Is the set of identities of a single binary operation densely ordered under this strict partial order?

Question

This is somewhat similar to my previous question, here: Is the partial order of equational theories of a single binary operation dense?, but slightly different. Consider the set $S$ of identities of a single binary operation $\{*\}$. So, for example, the commutative identity $(x*y)=(y*x)$ is in $S$. I define a relation $<$ on $S$ by saying that, given identities $E$ and $E'$ in $S$, $E < E'$ holds iff $E$ can be derived from $E'$, but not vice versa. It is easy to prove that $<$ is a strict partial order. My question is, is the order dense?

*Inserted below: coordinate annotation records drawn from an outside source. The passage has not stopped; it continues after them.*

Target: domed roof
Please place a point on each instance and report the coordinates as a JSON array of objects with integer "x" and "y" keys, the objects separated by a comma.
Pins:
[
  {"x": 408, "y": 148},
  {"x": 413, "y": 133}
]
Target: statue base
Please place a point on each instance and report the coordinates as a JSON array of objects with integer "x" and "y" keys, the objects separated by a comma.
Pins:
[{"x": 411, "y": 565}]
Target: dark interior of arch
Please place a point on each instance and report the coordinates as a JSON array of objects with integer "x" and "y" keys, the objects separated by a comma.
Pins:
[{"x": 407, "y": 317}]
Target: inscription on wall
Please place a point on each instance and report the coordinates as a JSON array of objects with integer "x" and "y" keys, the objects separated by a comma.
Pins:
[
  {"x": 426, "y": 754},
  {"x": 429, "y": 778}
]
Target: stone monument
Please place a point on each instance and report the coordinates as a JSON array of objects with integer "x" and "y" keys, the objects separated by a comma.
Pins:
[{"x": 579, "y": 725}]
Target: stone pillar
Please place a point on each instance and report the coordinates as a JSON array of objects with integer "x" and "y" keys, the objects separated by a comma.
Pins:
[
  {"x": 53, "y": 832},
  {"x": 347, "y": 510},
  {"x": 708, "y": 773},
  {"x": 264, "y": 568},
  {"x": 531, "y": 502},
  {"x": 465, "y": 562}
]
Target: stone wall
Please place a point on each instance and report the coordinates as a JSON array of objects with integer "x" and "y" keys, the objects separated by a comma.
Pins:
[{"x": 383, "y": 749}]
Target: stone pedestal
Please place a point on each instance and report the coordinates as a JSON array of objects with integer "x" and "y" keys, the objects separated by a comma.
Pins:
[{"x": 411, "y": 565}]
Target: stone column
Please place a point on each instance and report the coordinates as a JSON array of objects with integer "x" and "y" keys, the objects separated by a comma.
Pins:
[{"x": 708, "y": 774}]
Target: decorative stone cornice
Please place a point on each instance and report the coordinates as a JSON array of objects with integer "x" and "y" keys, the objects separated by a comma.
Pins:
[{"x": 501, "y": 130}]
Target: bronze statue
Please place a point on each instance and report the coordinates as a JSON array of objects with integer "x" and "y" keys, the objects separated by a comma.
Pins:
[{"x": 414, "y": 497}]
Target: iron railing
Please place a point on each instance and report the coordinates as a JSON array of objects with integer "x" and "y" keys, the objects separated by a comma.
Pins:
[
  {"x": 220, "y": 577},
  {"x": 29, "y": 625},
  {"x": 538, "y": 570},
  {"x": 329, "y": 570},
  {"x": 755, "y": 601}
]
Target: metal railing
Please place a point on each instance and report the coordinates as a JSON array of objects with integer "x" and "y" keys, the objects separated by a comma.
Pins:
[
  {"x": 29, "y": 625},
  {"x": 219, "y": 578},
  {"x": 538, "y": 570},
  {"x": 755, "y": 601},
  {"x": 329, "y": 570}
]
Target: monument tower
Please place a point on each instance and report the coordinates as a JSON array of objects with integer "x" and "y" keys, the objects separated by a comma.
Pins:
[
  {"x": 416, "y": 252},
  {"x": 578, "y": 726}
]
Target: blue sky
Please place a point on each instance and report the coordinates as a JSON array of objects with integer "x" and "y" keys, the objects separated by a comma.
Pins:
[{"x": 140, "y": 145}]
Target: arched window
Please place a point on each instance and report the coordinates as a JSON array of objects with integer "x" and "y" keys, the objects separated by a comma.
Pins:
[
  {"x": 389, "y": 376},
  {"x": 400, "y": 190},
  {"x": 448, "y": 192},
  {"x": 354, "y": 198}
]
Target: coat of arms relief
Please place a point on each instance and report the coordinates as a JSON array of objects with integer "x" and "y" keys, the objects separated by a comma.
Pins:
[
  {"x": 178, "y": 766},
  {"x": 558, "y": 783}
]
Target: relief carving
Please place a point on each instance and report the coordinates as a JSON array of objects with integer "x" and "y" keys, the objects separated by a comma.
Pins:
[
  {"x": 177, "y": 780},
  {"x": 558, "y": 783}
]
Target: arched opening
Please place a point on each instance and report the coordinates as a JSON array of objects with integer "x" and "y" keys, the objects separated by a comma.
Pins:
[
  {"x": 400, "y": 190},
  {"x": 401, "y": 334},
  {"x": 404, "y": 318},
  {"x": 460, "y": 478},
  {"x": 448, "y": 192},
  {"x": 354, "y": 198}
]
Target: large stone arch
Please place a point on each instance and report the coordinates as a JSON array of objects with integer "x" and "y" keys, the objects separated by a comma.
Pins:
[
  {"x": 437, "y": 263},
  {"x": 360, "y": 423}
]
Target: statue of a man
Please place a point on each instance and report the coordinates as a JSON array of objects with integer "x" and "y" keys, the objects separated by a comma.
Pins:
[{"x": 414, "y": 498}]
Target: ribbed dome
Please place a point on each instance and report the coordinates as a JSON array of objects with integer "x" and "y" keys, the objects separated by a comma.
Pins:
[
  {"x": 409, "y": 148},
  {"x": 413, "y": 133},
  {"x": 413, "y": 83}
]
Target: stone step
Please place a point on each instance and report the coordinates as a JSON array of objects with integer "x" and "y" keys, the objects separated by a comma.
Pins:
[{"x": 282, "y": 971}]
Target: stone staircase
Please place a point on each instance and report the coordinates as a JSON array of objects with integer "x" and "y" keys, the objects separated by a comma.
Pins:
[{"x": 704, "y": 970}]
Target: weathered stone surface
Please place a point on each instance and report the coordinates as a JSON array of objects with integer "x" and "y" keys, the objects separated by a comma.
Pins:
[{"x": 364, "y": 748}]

That is, if $E < E'$, does there exist a $E''$ in $S$ such that $E<E''<E'$?

Answer 1

The answer is No, the order is not dense.

Let $E'$ be the identity $x=y$ and let $E$ be the identity $$ (x*((y*x)*x))*(y*(z*x))=y. $$ Then $E<E'$ and there is no strictly intermediate identity $E''$. The reason for this is that $E'$ axiomatizes the trivial variety in this language (as is easily seen) while $E$ axiomatizes a minimal variety in this language (which is not easily seen).

For the not-easily-seen part, I am using one of the results of the paper

Short Single Axioms for Boolean Algebra
William McCune, Robert Veroff, Branden Fitelson, Kenneth Harris, Andrew Feist, Larry Wos
Journal of Automated Reasoning volume 29, pages 1-16 (2002)

They prove that $E$ is the shortest single axiom for the Sheffer stroke (NAND or NOR) operation.